Capgemini Shares Dip as Brokers Lower Targets
Paris – Shares of Capgemini are trading lower on Tuesday, February 16, 2026, bucking the trend of the broader CAC 40 index. The decline comes as several financial analysts have reduced their price targets for the stock, despite maintaining generally positive ratings.
Oddo BHF reaffirmed its outperform rating on Capgemini but lowered its target price from €180 to €160. This adjustment, according to the firm, reflects a broad “derating” of global IT Services companies following recent market volatility, valuing them at 10 times forward EV/EBIT over the next 12 months, down from over 12.5 times previously.
Despite the lowered target, Oddo BHF acknowledged a strong finish to 2025, suggesting a positive outlook for 2026. The firm also highlighted Capgemini’s estimated free cash flow yield of 11%, which it considers attractive.

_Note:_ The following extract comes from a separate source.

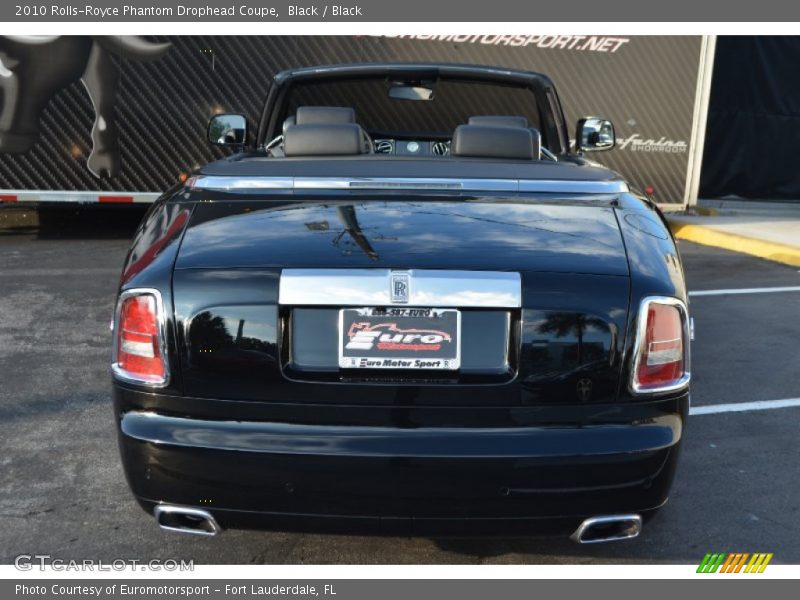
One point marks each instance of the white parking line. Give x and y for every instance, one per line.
x=744, y=406
x=795, y=288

Bank of America reiterated its buy recommendation for Capgemini following the company’s recent earnings release, but also reduced its price target to €145, based on current market conditions. The broker noted a solid fourth quarter performance and believes the company’s initial organic growth target of 2% to 3.5% for 2026 is prudent. They also indicated that the median target is approximately 30 basis points above the current consensus.
Bank of America also raised its EBITDA expectations for Capgemini and believes the stock’s relative valuation – currently at multi-year lows with a discount of around 50% compared to its peers – will provide support.

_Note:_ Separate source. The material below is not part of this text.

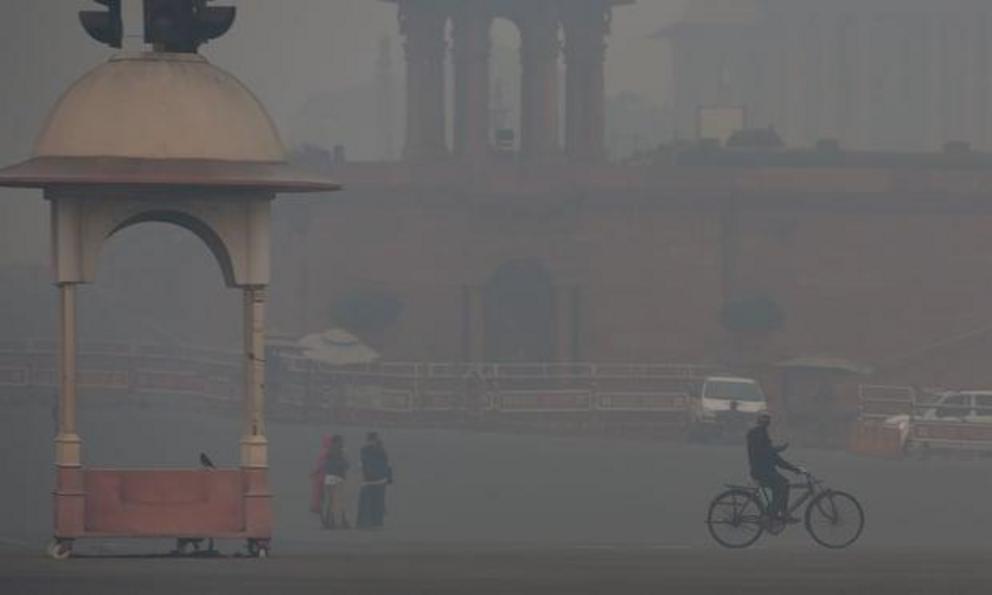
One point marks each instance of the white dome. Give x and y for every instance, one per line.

Invest Securities also reiterated its buy view on Capgemini, but lowered its target price to €200, from €232, to account for ongoing uncertainty in the technology sector. The analyst covering the stock believes the company’s recent earnings release was reassuring, given the anxieties surrounding potential disruption from artificial intelligence.

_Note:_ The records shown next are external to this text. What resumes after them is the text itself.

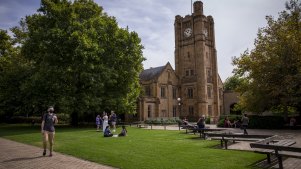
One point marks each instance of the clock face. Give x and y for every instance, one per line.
x=187, y=32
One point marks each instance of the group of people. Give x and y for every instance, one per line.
x=49, y=119
x=105, y=120
x=242, y=123
x=200, y=124
x=104, y=123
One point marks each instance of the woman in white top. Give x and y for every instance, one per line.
x=105, y=122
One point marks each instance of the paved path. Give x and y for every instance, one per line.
x=14, y=155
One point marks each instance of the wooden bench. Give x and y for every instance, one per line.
x=142, y=125
x=203, y=131
x=281, y=148
x=225, y=137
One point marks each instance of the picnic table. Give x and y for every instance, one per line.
x=281, y=148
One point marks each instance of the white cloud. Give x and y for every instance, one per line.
x=236, y=23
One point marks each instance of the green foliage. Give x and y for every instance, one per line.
x=233, y=82
x=140, y=149
x=266, y=122
x=13, y=71
x=78, y=60
x=272, y=71
x=257, y=122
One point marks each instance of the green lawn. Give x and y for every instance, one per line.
x=140, y=149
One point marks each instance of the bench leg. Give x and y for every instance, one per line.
x=280, y=162
x=279, y=157
x=269, y=158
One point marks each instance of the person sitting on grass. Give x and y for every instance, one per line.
x=201, y=122
x=123, y=132
x=185, y=121
x=107, y=132
x=227, y=122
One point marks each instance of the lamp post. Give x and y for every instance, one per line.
x=180, y=104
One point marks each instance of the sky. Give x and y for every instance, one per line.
x=236, y=24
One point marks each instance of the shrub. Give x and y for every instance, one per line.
x=258, y=122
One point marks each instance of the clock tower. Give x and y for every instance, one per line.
x=200, y=87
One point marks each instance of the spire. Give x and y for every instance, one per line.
x=198, y=7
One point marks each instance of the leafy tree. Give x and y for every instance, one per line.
x=233, y=82
x=81, y=61
x=273, y=69
x=13, y=72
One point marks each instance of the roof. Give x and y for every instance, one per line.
x=151, y=73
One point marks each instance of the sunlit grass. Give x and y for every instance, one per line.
x=140, y=149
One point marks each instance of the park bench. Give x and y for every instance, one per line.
x=203, y=131
x=225, y=137
x=279, y=148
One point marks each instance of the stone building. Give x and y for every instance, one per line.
x=194, y=88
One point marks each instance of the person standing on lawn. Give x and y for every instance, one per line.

The news follows a recent report on February 12, 2026, that Capgemini exceeded its full-year revenue target, driven by accelerating fourth-quarter growth and contributions from its recently acquired WNS unit. Revenue grew 3.4% at constant exchange rates to €22.47 billion ($26.65 billion) in 2025.
Capgemini CEO Aiman Ezzat stated that generative and agentic AI accounted for more than 10% of group bookings in the fourth quarter, up from around 5% earlier in the year. The company has identified approximately 100 cross-selling opportunities with WNS and secured an intelligent operations contract worth over €600 million, encompassing multiple business functions and processes linked to agentic AI transformation.
Looking ahead, Capgemini forecasts revenue growth of 6.5% to 8.5% at constant exchange rates for 2026, with approximately 4.5 to 5 percentage points of that growth expected to come from acquisitions, primarily WNS. The company also anticipates an operating profit margin between 13.6% and 13.8%, up from 13.3% in 2025.
Organic free cash flow is projected to be in the range of €1.8 billion to €1.9 billion, slightly below the €1.95 billion recorded last year due to anticipated restructuring costs. Capgemini expects to incur around €700 million in restructuring charges over the next two years, with the majority occurring in 2026, as it adapts its workforce and skills to meet the growing demand for AI-driven services.